Check out this new experimental research by Gráinne Fitzsimons and Jessica Paek of Duke University.  They conducted an experimental study in which people were asked to complete tasks for compensation.  Research subjects earned a small amount of incentive pay if they achieved the goal of performing more than 50% of the tasks correctly.   In the experiment, one half of the research subjects achieved steady progress toward their goal, while the others encountered a much more uneven set of results over time.   These scholars found that the latter became less motivated as they worked.  However, if people recognized at the outset that the progress toward the objective would be uneven, they did not have the same type of demotivating experience.  Fitzsimons explains, “Being unrealistic and expecting steady progress is going to make it harder to stay motivated when you meet those inevitable bumps in the road."  

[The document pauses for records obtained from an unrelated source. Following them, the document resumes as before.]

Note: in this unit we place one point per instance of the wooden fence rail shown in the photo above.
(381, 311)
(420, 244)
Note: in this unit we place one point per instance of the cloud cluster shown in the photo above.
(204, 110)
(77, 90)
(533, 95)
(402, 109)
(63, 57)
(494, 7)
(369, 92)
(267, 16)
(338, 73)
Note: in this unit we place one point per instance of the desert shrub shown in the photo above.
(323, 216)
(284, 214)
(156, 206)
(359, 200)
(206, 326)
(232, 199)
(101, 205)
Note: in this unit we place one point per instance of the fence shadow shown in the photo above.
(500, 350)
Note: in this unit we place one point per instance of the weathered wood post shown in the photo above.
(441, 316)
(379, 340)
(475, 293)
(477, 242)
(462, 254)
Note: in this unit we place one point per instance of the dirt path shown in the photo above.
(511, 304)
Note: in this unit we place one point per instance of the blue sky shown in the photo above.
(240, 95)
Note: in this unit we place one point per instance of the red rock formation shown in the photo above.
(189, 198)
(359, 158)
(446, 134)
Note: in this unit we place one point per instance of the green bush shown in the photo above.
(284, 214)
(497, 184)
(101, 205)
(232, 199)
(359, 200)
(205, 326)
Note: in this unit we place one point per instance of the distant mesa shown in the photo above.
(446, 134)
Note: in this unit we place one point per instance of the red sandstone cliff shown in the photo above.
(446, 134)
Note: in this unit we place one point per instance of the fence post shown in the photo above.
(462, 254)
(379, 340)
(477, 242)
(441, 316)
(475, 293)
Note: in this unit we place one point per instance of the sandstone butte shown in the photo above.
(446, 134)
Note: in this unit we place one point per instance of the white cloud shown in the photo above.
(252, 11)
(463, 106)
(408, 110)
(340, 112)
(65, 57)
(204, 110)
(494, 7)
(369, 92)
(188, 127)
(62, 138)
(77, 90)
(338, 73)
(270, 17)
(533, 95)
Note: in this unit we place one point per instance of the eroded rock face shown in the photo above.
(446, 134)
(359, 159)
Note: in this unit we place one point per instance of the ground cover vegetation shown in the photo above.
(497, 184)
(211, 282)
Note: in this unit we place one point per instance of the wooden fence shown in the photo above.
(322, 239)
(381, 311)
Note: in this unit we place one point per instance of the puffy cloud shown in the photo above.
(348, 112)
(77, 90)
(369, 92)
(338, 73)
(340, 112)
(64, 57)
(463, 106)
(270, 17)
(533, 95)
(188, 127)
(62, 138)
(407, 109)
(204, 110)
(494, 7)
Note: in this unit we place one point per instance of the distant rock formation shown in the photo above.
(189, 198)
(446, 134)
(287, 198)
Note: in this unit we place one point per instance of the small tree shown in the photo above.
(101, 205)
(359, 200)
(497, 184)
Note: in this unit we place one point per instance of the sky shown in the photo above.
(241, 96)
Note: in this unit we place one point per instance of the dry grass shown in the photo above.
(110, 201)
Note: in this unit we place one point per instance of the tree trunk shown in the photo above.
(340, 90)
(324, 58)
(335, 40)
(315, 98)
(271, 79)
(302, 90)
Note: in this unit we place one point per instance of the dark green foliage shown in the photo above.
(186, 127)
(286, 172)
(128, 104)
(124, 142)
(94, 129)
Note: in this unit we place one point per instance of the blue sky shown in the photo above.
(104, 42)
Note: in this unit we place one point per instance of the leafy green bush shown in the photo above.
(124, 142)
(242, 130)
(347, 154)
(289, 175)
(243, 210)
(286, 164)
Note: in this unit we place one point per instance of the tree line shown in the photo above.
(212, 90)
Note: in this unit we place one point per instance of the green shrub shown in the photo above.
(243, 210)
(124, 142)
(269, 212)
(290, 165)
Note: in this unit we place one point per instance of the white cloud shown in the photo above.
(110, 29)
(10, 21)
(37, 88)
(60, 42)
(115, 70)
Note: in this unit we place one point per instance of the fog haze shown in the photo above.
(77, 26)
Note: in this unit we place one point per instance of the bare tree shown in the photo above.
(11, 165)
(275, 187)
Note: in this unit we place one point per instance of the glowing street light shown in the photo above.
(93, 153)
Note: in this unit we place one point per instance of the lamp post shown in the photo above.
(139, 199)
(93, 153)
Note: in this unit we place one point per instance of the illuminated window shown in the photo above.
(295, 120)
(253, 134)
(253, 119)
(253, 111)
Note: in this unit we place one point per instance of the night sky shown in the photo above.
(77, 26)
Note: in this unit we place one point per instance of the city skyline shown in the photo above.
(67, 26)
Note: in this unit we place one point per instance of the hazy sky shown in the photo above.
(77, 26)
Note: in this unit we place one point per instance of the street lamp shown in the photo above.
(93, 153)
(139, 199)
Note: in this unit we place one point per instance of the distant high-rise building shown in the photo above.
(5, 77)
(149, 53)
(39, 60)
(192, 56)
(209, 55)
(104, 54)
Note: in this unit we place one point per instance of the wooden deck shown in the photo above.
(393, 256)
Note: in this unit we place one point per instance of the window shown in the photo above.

For me, this research reminds me of the work of cognitive scientist and learning specialist Daniel Willingham of the University of Virginia.  Willingham argues that teachers need to assign work that is "desirably difficult" if they wish to maximize learning by their students.  The challenge is very much a Goldilocks story.  If the work is too difficult, students become easily frustrated and demotivated.  If it's too easy, then they don't learn very much.  The sweet spot is when students are challenged, but they can see themselves making progress toward the goal.  Of course, for many students, that progress is uneven.  Some expect a smooth learning process, and that can be problematic.  Learning a new skill is rarely free of obstacles, frustrations, and even dead-ends.  If we expect to see those challenges along the way, we have prepared ourselves for some frustrations.  If we expect smooth sailing, we are setting ourselves up to fail.   As this research by Fitzsimons and Paek demonstrates, the same type of dynamic applies to all of us in our work, not just students.  We have to set the appropriate expectations for ourselves and our team members BEFORE we begin a challenging task.  The key is to frame the work appropriately.  If we frame the project as a learning/development opportunity that will involve challenges, then we are preparing ourselves to succeed.  If we frame it as a routine endeavor that should proceed smoothy, we are setting ourselves up to fail.